The other risk has to do with the accountability of parliamentarians in this House. If there is no follow up to the Auditor General's reports, then what? If we in this House are no longer accountable for the money spent in Canada, then what are we doing here?

Today, I think that the motion presented by my hon. colleague from the Progressive Conservative Party on the 2002 reports could go much further than it does. In fact, since I was elected in June 1997, I realize that the last two auditors general have made incredible progress in reporting to this Parliament on deficiencies and situations that are unacceptable, but often, too often, we await the reaction of the Liberal government.

So, if we want to maintain the Auditor General's credibility with the public and the media, if we also want Parliament to remain accountable to the entire administration about all moneys spent on behalf of taxpayers, then a change, a signal from the Canadian Liberal government, is needed to show that something is not right.

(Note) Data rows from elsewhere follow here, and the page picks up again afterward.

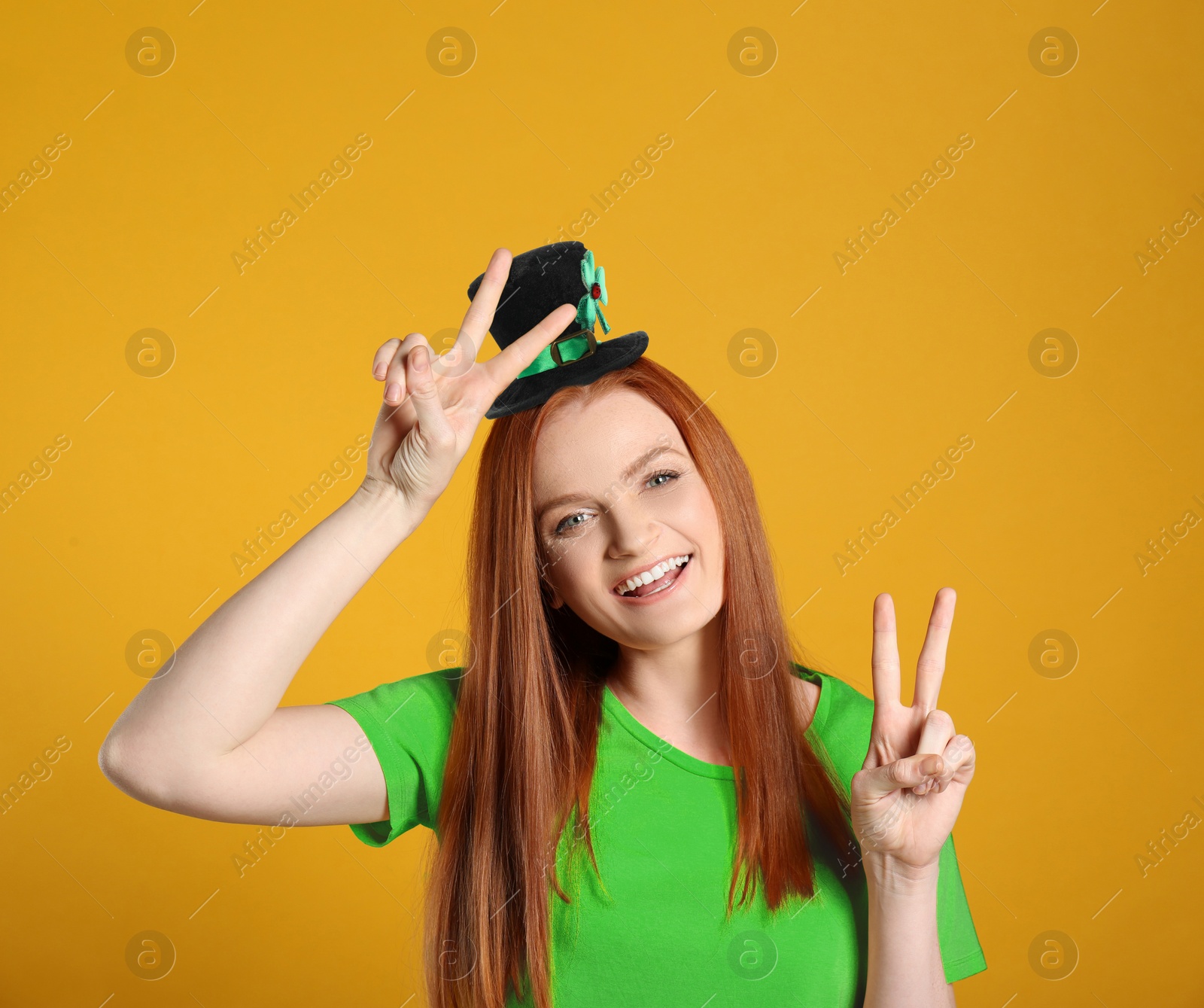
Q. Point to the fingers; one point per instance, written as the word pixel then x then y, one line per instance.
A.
pixel 481 312
pixel 931 668
pixel 885 658
pixel 433 422
pixel 509 363
pixel 395 385
pixel 901 775
pixel 383 355
pixel 959 758
pixel 935 737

In terms of the foundations, $7.1 billion remains unaccounted for. There was the $1 billion spent on the firearms registry. There were the Employment Insurance Fund surpluses. How many times have we risen in this House to condemn this situation? Once again, in her April 2002 report, the Auditor General continued to point her finger at the Ministers of Finance and Human Resource Development for the surpluses. But nothing is happening.

We learned, when the budget was tabled, that possibly, if all went well, there would be a new reform in 2005. But, in the meantime, the meter is still running. The Employment Insurance Fund will continue to accumulate surpluses, to the continued disadvantage of those paying employment insurance.

I could go on at length. I would have liked this to be a votable motion, but we must follow the rules of this House. Once again, I think that the House of Commons is not only not taking into account the Auditor General's 2002 reports, but it is completely ignoring the work of the auditors. It is ignoring the Auditor General's periodic warnings. This House must show signs of change; otherwise we will be waiting for the Liberals during the next election campaign.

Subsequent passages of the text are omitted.